By Eamon O Buadhachain

The Irish are synonymous with the consumption of alcohol and having a good time in our pubs and bars, but have you ever wondered about the connection between beer and spirits and the foundation of the State – indeed, public houses were at the very heart of the action unfolding on the streets of Dublin in 1916.

As the rebels secured their headquarters in the GPO, a detachment on men were sent to seize buildings in Abbey Street. They attempted to gain entry to Mooney’s pub but the manager slammed the door in their faces, and not even a shot at the lock could gain entry.

They instead seized ‘The Ship Tavern’ which they had been familiar with, as it had been a magnet for nationalists. But the attitude of the rebels towards drink is best served by William Daly:
“In passing, I wish to record with pride that a few of the men I was in company with, although hardened drinkers, were stationed in the Ship Tavern, and had the taking of anything that was there, not touch anything and refused the offerings of the barmen.”
As a consequence of the British bombardment during Easter Week, the Ship was completely destroyed.

A group of rebels seized J.T. Davy’s pub at Portobello Bridge. Their mission was to delay reinforcements from the Rathmines Barracks.

Once they were in control, the next couple of hours were taken up with securing the premises and setting up sniping positions. They used whatever they could to barricade the windows including most of Davy’s family furniture.

The British sent some soldiers in the direction of Portobello Bridge, three hundred yards from the gates of the barracks, but as soon as they got close the rebels opened fire, pinning them down in the gardens and the doorways along Rathmines Road. The soldiers eventually made their way to the small wall on the opposite side of the Grand Canal.

The police arrived and attempted to keep curious onlookers out of harm’s way and the firing continued intermittently. Lock-keeper Joseph Parsons was reported peering out his window and watch the commotion.

Against the odds, Superintendant Kiernan and Sergeant Crosbie of the Dublin Metropolitan Police kept the ever increasing crowd back from the frontline action.
Most of the rebels were based on the second floor, as the third floor view was obstructed by advertising hoarding along the canal. Gunfire was indiscriminate with the gas lamps on the bridge taking a number of direct hits.

Late on Monday evening, the Army crouched down in strict military fashion behind the canal walls on the southern side, the first line lying on their stomachs, the second kneeling behind, with their commander standing tall behind them, directing their fire. A machine gun was wheeled up from the barracks and positioned on the bridge and began almost immediately to pepper the building continuing for nearly two hours.

Hundreds of rounds were fired at the pub until a ceasefire was ordered, as soon as the British realised that there was no returning fire coming from the pub. Perhaps they were all wounded or dead.

The order was given to enter the building breaking through the glass plate windows on the ground floor.
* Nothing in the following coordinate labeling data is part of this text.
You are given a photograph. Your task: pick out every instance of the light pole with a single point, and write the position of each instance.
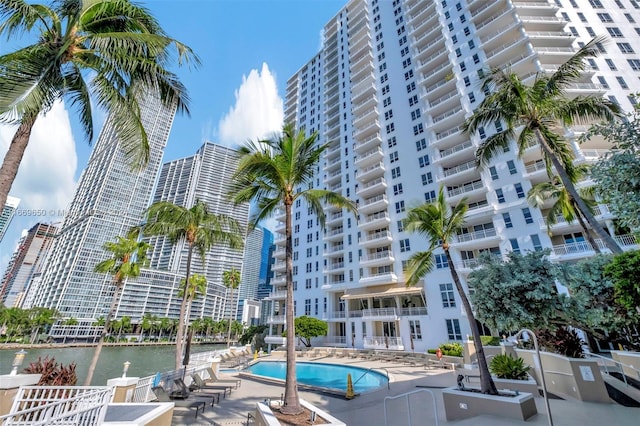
(545, 396)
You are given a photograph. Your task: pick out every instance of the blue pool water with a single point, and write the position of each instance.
(323, 375)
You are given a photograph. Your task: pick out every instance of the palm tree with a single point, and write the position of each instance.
(102, 52)
(539, 111)
(200, 230)
(231, 280)
(564, 206)
(278, 172)
(128, 255)
(439, 224)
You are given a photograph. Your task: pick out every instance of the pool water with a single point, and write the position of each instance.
(323, 375)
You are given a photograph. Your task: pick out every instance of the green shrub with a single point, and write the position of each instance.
(507, 367)
(490, 341)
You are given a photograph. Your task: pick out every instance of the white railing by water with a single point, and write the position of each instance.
(59, 405)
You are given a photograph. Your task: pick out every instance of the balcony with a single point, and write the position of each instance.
(374, 204)
(372, 187)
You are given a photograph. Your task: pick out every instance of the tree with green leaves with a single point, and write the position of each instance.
(532, 114)
(439, 224)
(617, 175)
(231, 280)
(565, 206)
(128, 256)
(275, 173)
(308, 328)
(108, 53)
(200, 230)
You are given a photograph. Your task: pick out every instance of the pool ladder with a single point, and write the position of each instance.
(372, 369)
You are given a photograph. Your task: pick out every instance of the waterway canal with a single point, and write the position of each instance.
(145, 360)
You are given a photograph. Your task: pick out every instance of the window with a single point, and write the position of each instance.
(448, 297)
(625, 47)
(453, 329)
(535, 240)
(427, 178)
(634, 63)
(515, 247)
(414, 326)
(441, 261)
(622, 83)
(614, 32)
(526, 212)
(494, 173)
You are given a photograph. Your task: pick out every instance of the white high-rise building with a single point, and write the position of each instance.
(389, 91)
(205, 176)
(109, 200)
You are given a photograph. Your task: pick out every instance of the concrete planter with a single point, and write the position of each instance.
(459, 404)
(528, 386)
(265, 417)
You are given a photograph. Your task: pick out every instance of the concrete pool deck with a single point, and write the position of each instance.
(368, 409)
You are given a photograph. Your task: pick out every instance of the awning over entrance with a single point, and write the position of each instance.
(365, 293)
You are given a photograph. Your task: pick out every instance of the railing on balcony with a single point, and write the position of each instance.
(476, 235)
(59, 405)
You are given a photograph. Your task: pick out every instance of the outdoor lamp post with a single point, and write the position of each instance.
(17, 361)
(125, 368)
(545, 396)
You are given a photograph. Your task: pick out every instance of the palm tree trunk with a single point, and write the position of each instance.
(230, 318)
(582, 207)
(291, 398)
(585, 228)
(183, 307)
(96, 352)
(486, 382)
(13, 157)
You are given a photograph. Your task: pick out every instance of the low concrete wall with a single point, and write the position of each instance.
(463, 404)
(630, 362)
(576, 378)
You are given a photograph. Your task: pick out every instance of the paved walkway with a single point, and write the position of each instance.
(369, 409)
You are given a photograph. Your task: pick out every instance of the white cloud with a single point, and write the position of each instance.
(45, 178)
(258, 111)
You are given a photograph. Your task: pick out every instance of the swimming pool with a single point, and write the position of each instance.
(331, 376)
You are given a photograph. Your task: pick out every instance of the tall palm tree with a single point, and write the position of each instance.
(275, 173)
(200, 230)
(538, 112)
(128, 255)
(231, 280)
(439, 224)
(564, 205)
(101, 52)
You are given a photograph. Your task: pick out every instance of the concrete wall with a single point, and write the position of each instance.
(568, 377)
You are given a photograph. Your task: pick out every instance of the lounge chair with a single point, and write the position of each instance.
(214, 378)
(199, 384)
(163, 396)
(184, 392)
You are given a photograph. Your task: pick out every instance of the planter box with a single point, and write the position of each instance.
(528, 386)
(264, 416)
(463, 404)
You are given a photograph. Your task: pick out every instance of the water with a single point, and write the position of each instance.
(145, 360)
(323, 375)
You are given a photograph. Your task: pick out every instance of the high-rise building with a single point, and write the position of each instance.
(25, 261)
(388, 92)
(205, 176)
(8, 211)
(109, 200)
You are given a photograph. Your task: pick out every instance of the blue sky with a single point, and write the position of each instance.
(248, 49)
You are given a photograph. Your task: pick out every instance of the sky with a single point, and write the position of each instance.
(247, 49)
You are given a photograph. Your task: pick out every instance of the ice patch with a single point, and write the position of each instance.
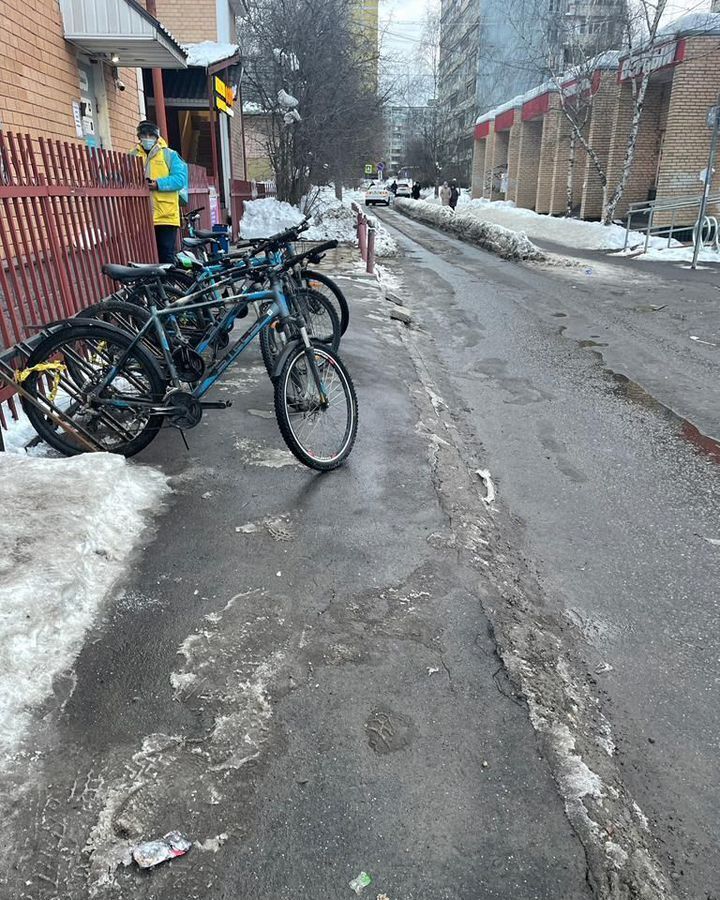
(70, 527)
(256, 455)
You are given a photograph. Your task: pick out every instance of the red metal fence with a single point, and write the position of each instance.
(64, 211)
(241, 191)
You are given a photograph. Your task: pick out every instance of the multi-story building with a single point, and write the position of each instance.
(492, 50)
(81, 70)
(405, 127)
(367, 21)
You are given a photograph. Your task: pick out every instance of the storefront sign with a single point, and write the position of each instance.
(651, 60)
(224, 96)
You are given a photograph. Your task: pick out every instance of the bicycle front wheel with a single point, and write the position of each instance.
(319, 432)
(318, 281)
(78, 356)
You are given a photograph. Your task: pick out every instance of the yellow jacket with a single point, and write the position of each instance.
(166, 167)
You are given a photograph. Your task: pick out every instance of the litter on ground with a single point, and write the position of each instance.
(152, 853)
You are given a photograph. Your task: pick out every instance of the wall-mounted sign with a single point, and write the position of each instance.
(224, 96)
(77, 119)
(651, 60)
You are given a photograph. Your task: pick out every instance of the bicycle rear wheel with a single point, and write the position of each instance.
(321, 435)
(81, 355)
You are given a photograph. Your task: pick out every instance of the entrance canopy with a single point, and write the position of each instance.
(121, 31)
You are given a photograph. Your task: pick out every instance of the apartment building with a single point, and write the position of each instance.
(492, 50)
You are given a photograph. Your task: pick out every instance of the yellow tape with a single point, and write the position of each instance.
(22, 374)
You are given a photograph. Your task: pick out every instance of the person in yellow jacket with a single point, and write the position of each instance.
(166, 176)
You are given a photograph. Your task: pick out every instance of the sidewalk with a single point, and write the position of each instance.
(299, 675)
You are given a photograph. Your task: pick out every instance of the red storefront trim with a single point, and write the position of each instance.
(538, 106)
(505, 120)
(482, 130)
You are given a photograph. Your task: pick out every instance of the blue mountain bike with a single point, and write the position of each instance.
(92, 385)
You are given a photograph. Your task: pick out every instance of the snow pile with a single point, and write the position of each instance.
(69, 528)
(331, 219)
(206, 53)
(263, 218)
(574, 233)
(502, 241)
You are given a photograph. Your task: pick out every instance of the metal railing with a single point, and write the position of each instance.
(651, 208)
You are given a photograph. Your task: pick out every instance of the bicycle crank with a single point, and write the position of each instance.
(183, 410)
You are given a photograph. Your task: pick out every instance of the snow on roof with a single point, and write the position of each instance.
(608, 60)
(207, 53)
(252, 108)
(692, 23)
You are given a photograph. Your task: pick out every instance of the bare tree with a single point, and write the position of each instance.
(643, 24)
(320, 55)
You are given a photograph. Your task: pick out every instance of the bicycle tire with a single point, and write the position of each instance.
(288, 406)
(272, 346)
(51, 349)
(338, 298)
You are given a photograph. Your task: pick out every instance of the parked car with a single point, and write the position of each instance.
(377, 193)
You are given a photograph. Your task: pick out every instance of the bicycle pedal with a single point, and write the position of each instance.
(215, 404)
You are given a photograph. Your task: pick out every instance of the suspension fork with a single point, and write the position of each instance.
(310, 354)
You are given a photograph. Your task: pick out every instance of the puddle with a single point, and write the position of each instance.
(631, 390)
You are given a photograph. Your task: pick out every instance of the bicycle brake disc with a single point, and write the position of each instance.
(187, 411)
(189, 364)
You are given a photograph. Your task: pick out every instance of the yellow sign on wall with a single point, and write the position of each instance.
(224, 96)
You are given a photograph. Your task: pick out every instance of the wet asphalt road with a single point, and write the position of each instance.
(597, 416)
(298, 673)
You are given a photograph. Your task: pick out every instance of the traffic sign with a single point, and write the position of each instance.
(224, 96)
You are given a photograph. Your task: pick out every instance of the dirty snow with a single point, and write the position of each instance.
(503, 241)
(575, 233)
(664, 253)
(74, 524)
(331, 219)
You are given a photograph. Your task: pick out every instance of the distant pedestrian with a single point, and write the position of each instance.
(454, 195)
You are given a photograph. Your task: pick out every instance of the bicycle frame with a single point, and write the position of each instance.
(278, 311)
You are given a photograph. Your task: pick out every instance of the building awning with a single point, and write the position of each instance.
(211, 54)
(122, 29)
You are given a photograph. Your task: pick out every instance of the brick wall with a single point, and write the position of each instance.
(526, 177)
(499, 162)
(687, 138)
(558, 189)
(189, 21)
(39, 77)
(123, 108)
(647, 151)
(489, 154)
(478, 170)
(513, 155)
(599, 137)
(548, 147)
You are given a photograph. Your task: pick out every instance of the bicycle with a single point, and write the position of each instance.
(115, 396)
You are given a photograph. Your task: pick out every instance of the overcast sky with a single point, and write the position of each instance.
(401, 20)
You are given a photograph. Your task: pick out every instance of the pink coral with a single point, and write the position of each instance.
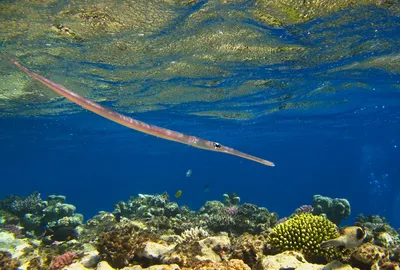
(63, 260)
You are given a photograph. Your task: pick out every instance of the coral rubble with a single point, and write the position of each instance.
(150, 232)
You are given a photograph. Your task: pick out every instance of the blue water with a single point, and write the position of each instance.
(343, 149)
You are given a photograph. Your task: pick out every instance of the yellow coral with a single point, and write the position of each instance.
(305, 233)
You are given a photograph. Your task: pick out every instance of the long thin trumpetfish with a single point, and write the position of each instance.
(135, 124)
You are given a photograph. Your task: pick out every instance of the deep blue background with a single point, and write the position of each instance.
(330, 149)
(96, 163)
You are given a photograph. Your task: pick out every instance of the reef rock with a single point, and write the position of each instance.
(295, 260)
(369, 254)
(210, 245)
(90, 259)
(153, 250)
(210, 249)
(103, 265)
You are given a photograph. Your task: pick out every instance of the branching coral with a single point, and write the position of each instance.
(118, 246)
(305, 233)
(193, 234)
(6, 262)
(335, 209)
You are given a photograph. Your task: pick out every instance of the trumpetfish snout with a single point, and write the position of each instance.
(136, 124)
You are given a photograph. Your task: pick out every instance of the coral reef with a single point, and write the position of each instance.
(149, 232)
(305, 233)
(231, 199)
(239, 219)
(6, 261)
(192, 235)
(36, 215)
(63, 260)
(334, 209)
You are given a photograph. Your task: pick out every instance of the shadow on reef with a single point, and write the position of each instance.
(149, 230)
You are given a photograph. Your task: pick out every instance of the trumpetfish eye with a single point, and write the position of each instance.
(216, 145)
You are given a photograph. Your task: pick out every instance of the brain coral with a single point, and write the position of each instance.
(305, 233)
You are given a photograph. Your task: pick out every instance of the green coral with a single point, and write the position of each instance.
(305, 233)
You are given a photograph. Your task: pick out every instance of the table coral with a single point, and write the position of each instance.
(305, 233)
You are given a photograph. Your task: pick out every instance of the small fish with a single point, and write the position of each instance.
(350, 237)
(178, 194)
(117, 216)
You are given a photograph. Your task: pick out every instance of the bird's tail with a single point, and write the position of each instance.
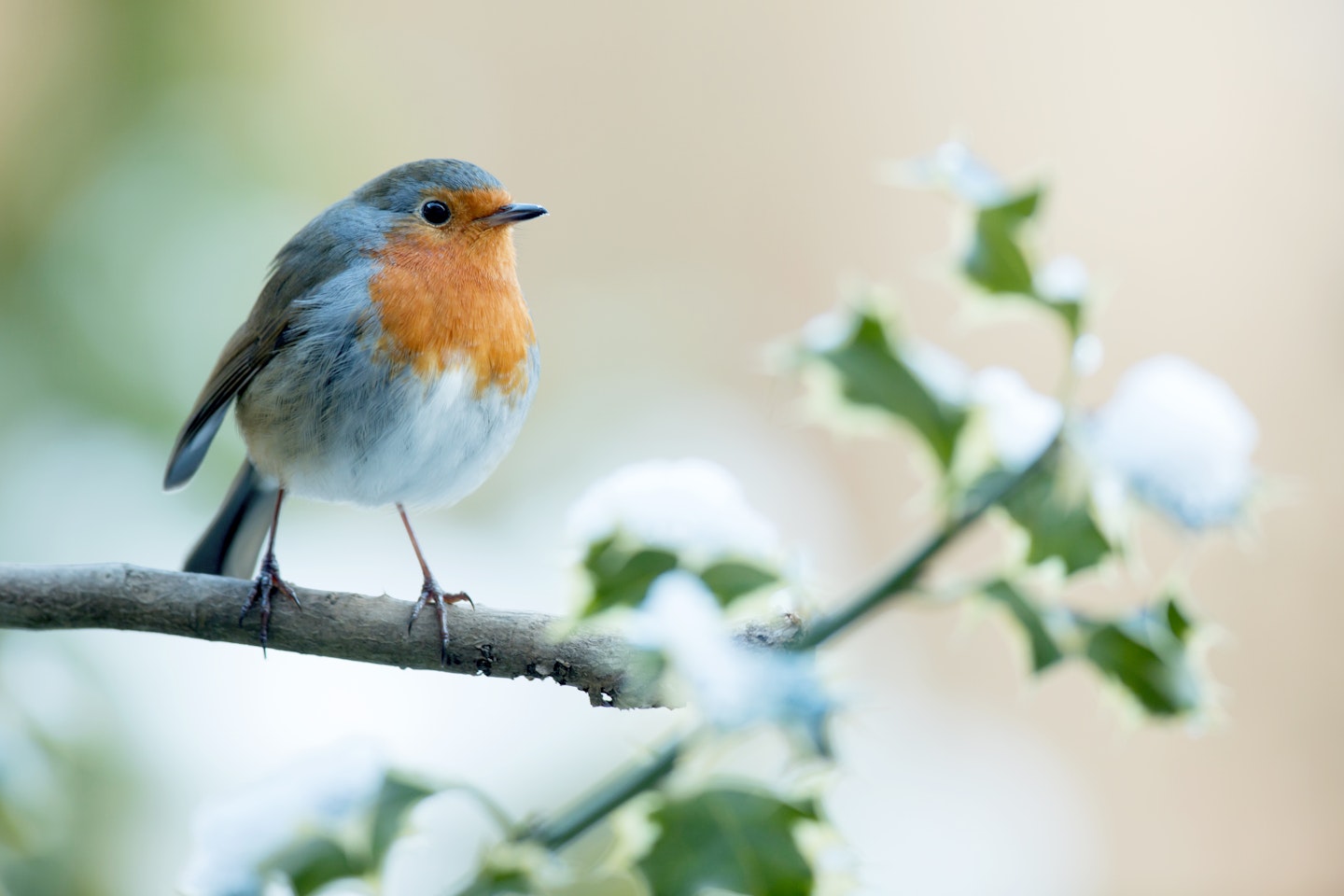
(232, 541)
When they entered, neither rebel nor corpse was found. With their intimate knowledge of the pub, the rebels had broken through the cellar walls into the adjoining buildings and eventually into a nearby lane, making good their escape long before the British had opened fire on the building. Their mission had been a success, as they held up the British long enough to allow the rebels in the centre city to reinforce their defences and barricades.

On Monday night, rebels seized Delahunt’s Pub at 42 Camden Street. The raiding party was led by Lieutenant Shiels with the aid of George Heuston of E Company 2nd Battalion, who was a barman in Delahunt’s. He was one of the lucky rebels not to be captured in the aftermath of the Rising.

When the British troops attacked the position, Richard O’Carroll was fatally wounded. He had been travelling along Camden Street when he was pulled from his motorcycle by a British officer, Captain Bowen-Colthurst, and shot. He died nine days later in the Portobello Hospital.

Further down the street opposite Jacobs Factory was the Swan Pub, and it too was seized.
“Orders were also given that we were to burrow through from Jacob’s to a public house at the corner facing Aungier Street. We had two masons in our party and the burrowing was made easy. Strict instructions were given that no Volunteer was to take any drink from the public house. And although I am not a drinking man myself I must say that this order was strictly obeyed” – Michael Molloy, Witness Statement.